Der Soziologe Roberto Stuart ist überrascht von der Wucht der Proteste. "Plötzlich ist die Wut der Menschen über den Machtmissbrauch eines präsidialen Ehepaars ausgebrochen, das dynastisch regiert, die Institutionen abgeschafft hat und sich als Herr und Meister Nicaraguas aufführt", sagt Stuart dem SPIEGEL. Längst gehe es nicht mehr nur um die Erhöhung der Sozialbeiträge, sondern darum, dem Ärger über eine undemokratische Regierung Luft zu machen.

Etwas sei anders an diesen Demonstrationen, sagt Carlos Chamorro, Herausgeber des Wochenmagazins "Confidencial" und Sohn der früheren Präsidentin Violetta Chamorro. "Es ist ein Protest, der keine sichtbaren Anführer hat, keine Organisation, die dazu aufruft und dessen einziges Motto ist: 'Wir haben keine Angst'."
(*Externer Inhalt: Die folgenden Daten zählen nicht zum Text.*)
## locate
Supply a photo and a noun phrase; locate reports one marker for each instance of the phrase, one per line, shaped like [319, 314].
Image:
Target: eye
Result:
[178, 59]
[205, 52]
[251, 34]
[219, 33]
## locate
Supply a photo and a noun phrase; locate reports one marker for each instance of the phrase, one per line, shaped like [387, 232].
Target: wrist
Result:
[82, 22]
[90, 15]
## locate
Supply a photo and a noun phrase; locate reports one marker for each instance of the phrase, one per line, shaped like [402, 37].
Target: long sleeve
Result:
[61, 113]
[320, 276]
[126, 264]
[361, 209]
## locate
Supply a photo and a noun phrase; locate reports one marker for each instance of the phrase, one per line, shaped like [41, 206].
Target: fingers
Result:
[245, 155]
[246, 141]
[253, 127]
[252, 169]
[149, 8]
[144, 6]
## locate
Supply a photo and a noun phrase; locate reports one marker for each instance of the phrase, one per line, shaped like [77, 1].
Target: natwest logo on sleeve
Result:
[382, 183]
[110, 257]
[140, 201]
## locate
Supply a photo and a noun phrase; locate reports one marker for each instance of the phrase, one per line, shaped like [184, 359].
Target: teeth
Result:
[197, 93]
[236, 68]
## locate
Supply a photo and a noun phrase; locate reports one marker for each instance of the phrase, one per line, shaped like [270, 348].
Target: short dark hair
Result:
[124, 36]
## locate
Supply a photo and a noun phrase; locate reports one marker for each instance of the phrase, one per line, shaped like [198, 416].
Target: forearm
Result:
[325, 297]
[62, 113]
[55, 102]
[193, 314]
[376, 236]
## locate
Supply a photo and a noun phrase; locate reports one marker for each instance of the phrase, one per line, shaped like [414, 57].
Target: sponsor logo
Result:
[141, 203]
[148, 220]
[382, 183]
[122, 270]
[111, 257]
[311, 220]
Der Präsident will reden - aber nicht über die Toten

Ortega bot am Samstag in seinem ersten Auftritt seit Beginn der Proteste einen lauwarmen Dialog an, wollte aber dabei lediglich mit dem einflussreichen Arbeitgeberverband COSEP mögliche Modifikationen an der Rentenreform verhandeln. Die Toten der vergangenen Tage erwähnte er mit keinem Wort.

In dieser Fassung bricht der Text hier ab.